Laut den Entwicklern von Maya haben Dritte keinen Zugriff auf die Informationen auf den Servern von CleverTap. Die Entwickler der Plattform erklären, dass die Lösung der Allgemeinen Datenschutzverordnung (DSGVO) entspricht und dass ihre analytischen Algorithmen anonymisierte Datenpools verarbeiten. Wenn dies tatsächlich der Fall ist, kann die Bedrohung der Privatsphäre durch diese App jetzt als minimal angesehen werden.
Die Situation der AppsFlyer nutzenden App MIA ist etwas nuancierter. Als Antwort auf die Umfrage der Forscher gab das Unternehmen bekannt, dass es Kunden untersagt, vertrauliche und personenbezogene Daten der Nutzer, einschließlich Gesundheitsinformationen, zu erheben. Laut AppFlyer hat man sich an die Entwickler der MIA-App gewandt, um die Herangehensweise der Analyse zu überprüfen. Wie die Forscher jedoch bemerken, ist es bei AppsFlyer nicht eindeutig, welche der Daten aus Apps, die speziell mit Gesundheitsinformationen arbeiten, erfasst werden sollen.
Dem Missbrauch personenbezogener Daten vorbeugen
Denken Sie bei der Übermittlung von Daten, insbesondere vertraulicher Daten, daran, dass die App Ihre Daten möglicherweise weitergibt. Wenn Sie nicht auf einen bestimmten Service verzichten können, beachten Sie die folgenden Empfehlungen:
- Wählen Sie Apps mit Bedacht aus. Lesen Sie Rezensionen in Google Play und im App Store und überprüfen Sie, was Nutzer über die Entwickler online sagen.
- Wenn eine App Ihre sensiblen Daten haben möchte, lesen Sie die Datenschutzbestimmungen. In den Bestimmungen kann die Datenweitergabe an Drittanbieter schwarz auf weiß stehen – ein schlechtes Zeichen. Aber selbst ohne eine solche Klausel könnten die Entwickler versuchen, etwas zu verbergen, wenn die Richtlinie vage oder unverständlich formuliert ist.
- Wenn Sie eine Zyklus-App benötigen, wissen Sie zumindest, dass zwei von ihnen (Maya und MIA) die Zusammenarbeit mit Facebook bereits eingestellt haben. In dem Bericht von Privacy International werden auch andere Programme erwähnt, die sich solcher fahrlässigen Datenpraktiken bedienen.

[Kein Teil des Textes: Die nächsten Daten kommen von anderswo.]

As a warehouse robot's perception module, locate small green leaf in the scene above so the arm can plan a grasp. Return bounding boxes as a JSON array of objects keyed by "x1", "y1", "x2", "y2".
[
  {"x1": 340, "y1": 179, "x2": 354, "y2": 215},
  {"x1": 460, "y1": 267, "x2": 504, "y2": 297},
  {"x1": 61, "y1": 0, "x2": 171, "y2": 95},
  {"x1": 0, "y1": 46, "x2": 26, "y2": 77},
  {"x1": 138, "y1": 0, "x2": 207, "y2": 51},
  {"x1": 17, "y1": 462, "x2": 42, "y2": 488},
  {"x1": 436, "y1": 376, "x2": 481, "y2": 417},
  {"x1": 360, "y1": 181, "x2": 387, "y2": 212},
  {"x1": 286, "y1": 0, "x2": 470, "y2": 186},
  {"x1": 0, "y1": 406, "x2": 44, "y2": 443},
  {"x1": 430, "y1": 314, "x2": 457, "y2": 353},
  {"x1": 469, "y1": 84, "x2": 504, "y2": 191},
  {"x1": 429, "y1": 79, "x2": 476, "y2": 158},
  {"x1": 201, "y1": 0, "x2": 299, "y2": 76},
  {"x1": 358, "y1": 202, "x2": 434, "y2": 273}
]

- Geben Sie Apps nicht mehr Informationen als nötig. Überlegen Sie genau, was sie wirklich brauchen und worauf sie verzichten können. Das bedeutet nicht, dass Sie wieder ins analoge Zeitalter zurückreisen müssen. Seien Sie sich einfach darüber im Klaren, dass Informationen, die Sie an Apps weitergeben, wahrscheinlich nicht ganz privat bleiben.